Innocent animal?  You have no idea how depraved that horse was!   But this sort of thing is why I take notes on battles now, consider the scene updated.


----------



## Black Omega

*The 9th Day of the Month of the Dog*
Early that morning Mir met up with Iuchi Yoenki again at the Dancing Ferret Inn.  Nothing important for testing this time, Yoenki explained, it would take a little while before she could use Mir in a test again.  But she wanted to thank her properly for her help so far.  The thanks took the form of a jade amulet with intricate carvings.  A cheerfully smiling Yoenki explained jade was a weapon against the Shadowlands and it's creatures.  Very softly, she also asked that Mir wear it under her clothing and not show anyone.  Protections like this are considered clan secrets...some people might get annoyed if they saw someone they considered a barbarian wearing it.  Mir agreed to keep it hidden and they parted, Yoenki promising to have some test ready by the time Mir was back from her trip.

Before the group left on the trip Lord Shinjo Jyaku was there for one last instruction.  The group's trip into Shinomen forest would be under the cover of a hunting trip.  Once they were back, tell everyone about the Temple.  But tell no one of the Obi.  The more people who know, the more dangerous the trip back might be.  I've given the letter so Utaku Shiko, she knows the way to the castle, so she'll be guiding you.  We've still never found the others that were on her patrol.  Good luck!

The journey of 14 days begins.  After a few days the foreign members of the party started to have to make adjustments as they reached inns no longer used to seeing barbarians.  No more soft pillows, sleeping quarters were mats on floors with a slightly padded block of wood for the pillow.  Volar at least was prepared, an overstuffed pillow carried in his Handy Haversack.  Aside from that adjustment, the group was treated to miles and miles of clear, warm autumn weather, peasants out working in the fields harvesting, and periodic waystations used by the Unicorn patrols keeping things orderly.

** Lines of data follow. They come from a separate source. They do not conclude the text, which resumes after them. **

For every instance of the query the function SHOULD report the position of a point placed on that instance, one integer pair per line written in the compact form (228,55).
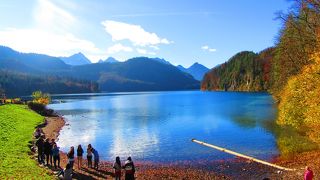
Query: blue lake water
(159,126)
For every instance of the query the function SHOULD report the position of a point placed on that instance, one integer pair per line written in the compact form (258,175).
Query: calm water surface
(158,126)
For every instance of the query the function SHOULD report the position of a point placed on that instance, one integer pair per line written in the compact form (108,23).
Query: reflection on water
(158,126)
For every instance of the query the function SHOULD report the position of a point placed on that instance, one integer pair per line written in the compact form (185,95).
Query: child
(70,156)
(56,155)
(117,168)
(89,156)
(79,155)
(129,169)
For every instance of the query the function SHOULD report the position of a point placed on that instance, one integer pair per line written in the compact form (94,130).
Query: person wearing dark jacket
(117,168)
(47,150)
(129,169)
(96,159)
(79,155)
(40,146)
(56,155)
(70,156)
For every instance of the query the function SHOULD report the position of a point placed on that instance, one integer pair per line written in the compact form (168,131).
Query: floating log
(241,155)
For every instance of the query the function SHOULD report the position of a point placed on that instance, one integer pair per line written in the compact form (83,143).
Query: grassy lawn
(17,124)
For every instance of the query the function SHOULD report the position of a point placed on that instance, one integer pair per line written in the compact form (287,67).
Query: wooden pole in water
(241,155)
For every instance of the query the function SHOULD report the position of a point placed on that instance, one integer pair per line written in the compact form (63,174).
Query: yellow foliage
(300,100)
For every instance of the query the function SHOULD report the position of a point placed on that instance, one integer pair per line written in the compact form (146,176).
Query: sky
(180,31)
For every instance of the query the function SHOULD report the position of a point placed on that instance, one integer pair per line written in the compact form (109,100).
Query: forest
(16,84)
(290,70)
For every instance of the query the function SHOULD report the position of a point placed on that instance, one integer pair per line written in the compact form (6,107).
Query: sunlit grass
(17,124)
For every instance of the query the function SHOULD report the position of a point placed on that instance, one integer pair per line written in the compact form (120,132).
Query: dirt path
(232,169)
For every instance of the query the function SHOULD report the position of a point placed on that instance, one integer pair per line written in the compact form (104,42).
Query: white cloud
(50,16)
(207,48)
(144,51)
(155,47)
(118,48)
(44,42)
(134,33)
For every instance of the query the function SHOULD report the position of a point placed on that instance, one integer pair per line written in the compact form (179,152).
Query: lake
(159,126)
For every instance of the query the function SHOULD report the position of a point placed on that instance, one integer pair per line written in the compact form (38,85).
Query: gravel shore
(236,168)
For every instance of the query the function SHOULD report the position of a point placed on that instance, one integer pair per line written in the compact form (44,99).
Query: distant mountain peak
(197,70)
(109,60)
(76,59)
(161,60)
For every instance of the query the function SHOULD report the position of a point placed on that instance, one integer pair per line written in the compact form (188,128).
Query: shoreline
(220,169)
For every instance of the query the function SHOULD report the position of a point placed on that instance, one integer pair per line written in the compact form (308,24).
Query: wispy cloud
(207,48)
(205,13)
(39,41)
(145,52)
(134,33)
(118,48)
(51,17)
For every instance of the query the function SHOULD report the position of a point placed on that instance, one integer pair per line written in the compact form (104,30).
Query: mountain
(163,61)
(21,84)
(51,74)
(76,59)
(136,74)
(245,71)
(30,62)
(23,73)
(196,70)
(109,60)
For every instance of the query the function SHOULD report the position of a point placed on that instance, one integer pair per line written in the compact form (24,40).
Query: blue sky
(180,31)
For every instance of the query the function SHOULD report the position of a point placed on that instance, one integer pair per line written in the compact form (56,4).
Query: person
(40,146)
(79,155)
(89,156)
(129,169)
(51,153)
(66,173)
(308,173)
(117,168)
(47,150)
(38,133)
(70,156)
(96,158)
(56,155)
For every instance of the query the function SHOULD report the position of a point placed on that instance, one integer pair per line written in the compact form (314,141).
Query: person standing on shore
(53,142)
(89,156)
(129,169)
(47,150)
(70,156)
(66,173)
(117,168)
(96,159)
(56,155)
(308,173)
(79,156)
(40,146)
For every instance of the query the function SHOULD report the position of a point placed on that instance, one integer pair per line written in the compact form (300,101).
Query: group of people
(91,154)
(49,152)
(47,149)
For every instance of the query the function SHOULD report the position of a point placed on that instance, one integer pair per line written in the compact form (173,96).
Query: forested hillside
(136,74)
(14,84)
(290,71)
(23,73)
(245,71)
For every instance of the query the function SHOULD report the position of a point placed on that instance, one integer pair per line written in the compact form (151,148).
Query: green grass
(17,124)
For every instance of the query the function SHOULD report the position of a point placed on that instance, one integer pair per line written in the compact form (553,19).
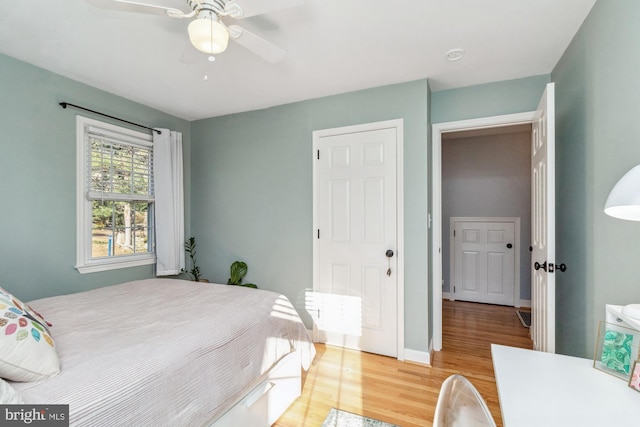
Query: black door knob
(539,266)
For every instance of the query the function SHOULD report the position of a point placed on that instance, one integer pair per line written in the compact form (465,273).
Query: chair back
(460,405)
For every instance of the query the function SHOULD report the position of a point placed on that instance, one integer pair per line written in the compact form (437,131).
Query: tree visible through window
(117,194)
(119,227)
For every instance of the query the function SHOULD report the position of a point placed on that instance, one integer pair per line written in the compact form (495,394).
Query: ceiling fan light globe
(208,35)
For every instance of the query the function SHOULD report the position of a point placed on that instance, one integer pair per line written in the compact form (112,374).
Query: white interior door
(543,292)
(355,206)
(484,260)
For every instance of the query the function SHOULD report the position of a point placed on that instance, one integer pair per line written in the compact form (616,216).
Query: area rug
(338,418)
(525,318)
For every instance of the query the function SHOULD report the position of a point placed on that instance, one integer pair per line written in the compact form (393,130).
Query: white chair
(460,405)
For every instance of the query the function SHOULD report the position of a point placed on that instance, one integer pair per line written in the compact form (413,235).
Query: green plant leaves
(237,272)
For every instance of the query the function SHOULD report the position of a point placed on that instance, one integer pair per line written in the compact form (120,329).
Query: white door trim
(398,124)
(437,130)
(516,243)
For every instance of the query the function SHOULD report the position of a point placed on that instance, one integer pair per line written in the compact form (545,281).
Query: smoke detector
(454,54)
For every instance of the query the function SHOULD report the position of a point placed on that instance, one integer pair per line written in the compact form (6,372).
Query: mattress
(163,352)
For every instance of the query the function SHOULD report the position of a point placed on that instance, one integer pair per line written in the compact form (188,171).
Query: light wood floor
(405,393)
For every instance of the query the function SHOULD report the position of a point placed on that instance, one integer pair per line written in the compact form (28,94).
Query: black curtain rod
(66,104)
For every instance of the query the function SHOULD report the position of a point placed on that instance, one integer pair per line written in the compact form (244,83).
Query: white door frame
(516,243)
(398,124)
(436,249)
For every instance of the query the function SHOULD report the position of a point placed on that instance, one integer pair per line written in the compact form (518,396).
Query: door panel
(543,223)
(355,198)
(483,266)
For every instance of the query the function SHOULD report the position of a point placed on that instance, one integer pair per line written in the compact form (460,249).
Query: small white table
(543,389)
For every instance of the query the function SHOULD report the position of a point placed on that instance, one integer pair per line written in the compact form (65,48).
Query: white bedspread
(163,352)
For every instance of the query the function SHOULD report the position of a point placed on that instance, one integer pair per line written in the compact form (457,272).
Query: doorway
(358,233)
(487,174)
(487,124)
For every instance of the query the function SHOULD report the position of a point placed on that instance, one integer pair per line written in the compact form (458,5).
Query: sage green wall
(38,175)
(597,140)
(252,191)
(487,100)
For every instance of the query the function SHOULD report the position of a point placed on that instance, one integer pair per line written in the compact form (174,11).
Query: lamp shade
(208,35)
(624,200)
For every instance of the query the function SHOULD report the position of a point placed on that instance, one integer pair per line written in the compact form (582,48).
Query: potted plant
(194,273)
(237,271)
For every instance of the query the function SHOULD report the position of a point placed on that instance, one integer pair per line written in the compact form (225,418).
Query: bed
(165,352)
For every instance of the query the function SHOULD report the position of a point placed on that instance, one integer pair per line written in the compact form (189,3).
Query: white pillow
(27,351)
(8,394)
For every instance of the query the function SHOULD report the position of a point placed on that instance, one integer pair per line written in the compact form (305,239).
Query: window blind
(119,167)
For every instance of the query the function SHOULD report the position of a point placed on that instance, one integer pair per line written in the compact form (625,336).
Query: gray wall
(488,176)
(252,191)
(597,141)
(38,175)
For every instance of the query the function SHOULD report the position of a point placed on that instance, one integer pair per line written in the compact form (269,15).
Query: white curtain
(169,202)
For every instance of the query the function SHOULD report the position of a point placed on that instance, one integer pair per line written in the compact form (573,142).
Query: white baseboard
(417,356)
(523,302)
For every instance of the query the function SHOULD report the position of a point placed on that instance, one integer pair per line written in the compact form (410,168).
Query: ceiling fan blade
(256,44)
(244,9)
(137,7)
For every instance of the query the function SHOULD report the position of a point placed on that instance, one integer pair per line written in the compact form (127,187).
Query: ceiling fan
(207,31)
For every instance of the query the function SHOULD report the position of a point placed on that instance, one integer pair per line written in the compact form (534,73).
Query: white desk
(542,389)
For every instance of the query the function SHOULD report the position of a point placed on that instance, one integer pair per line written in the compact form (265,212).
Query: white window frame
(84,262)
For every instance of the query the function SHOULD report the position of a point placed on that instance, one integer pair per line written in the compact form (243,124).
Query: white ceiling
(333,46)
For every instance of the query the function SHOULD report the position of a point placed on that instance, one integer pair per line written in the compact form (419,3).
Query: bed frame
(269,399)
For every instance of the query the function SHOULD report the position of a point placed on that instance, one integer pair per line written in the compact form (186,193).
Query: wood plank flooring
(405,393)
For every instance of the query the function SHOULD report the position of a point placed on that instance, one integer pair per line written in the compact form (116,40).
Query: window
(115,197)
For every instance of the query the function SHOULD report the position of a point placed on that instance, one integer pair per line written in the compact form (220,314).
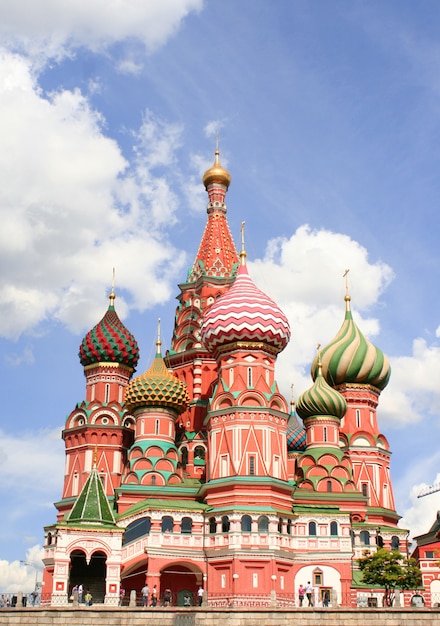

*The 21st Day of the Month of the Dog*
That evening the group stopped over at an Inn, but this time Toshiro paused at the entrance for a moment, a growl escaping his lips.  Inside the Inn another group of five samurai were relaxing, all dressed in pale blue kimonos trimmed in white and marked with the mon of the Crane.  The hair of three of them was dyed white.  Two of the group was playing a game of Go, the player winning fanning himself with a fan also marked with the symbol of the Crane.

The Crane fanning himself was the first to take note of the group, a whispered comment to one of his friends before he called out "Greetings!  I didn't expect to see a Crab Samurai in these lands.  Would you care to join us for a game?  Go is based on warfare after all, we'd be delighted for you to demonstrate your skill at war."

Toshiro frowned, glaring for a moment before he shook his head "It's been a long day and we're tired.  I don't have time for this foolishness."

The Crane just smiled "I'd always heard the Crab were always ready to fight, I'm surprised.  This is just a fight in other terms.  Surely you can't be worried you would lose?"

At this point Verick chimed in, giving the Cranes a glower of his own "Toshiro is far beyond your meager skills.  You'd just be embarrassing yourselves going up against him."

Fanning himself, the Crane considered this then grinned "Delightful!  Crab, we'd be honored if you would give us a display of your truly awesome prowess at this game.  Surely I would lose the match but the experience would be invaluable."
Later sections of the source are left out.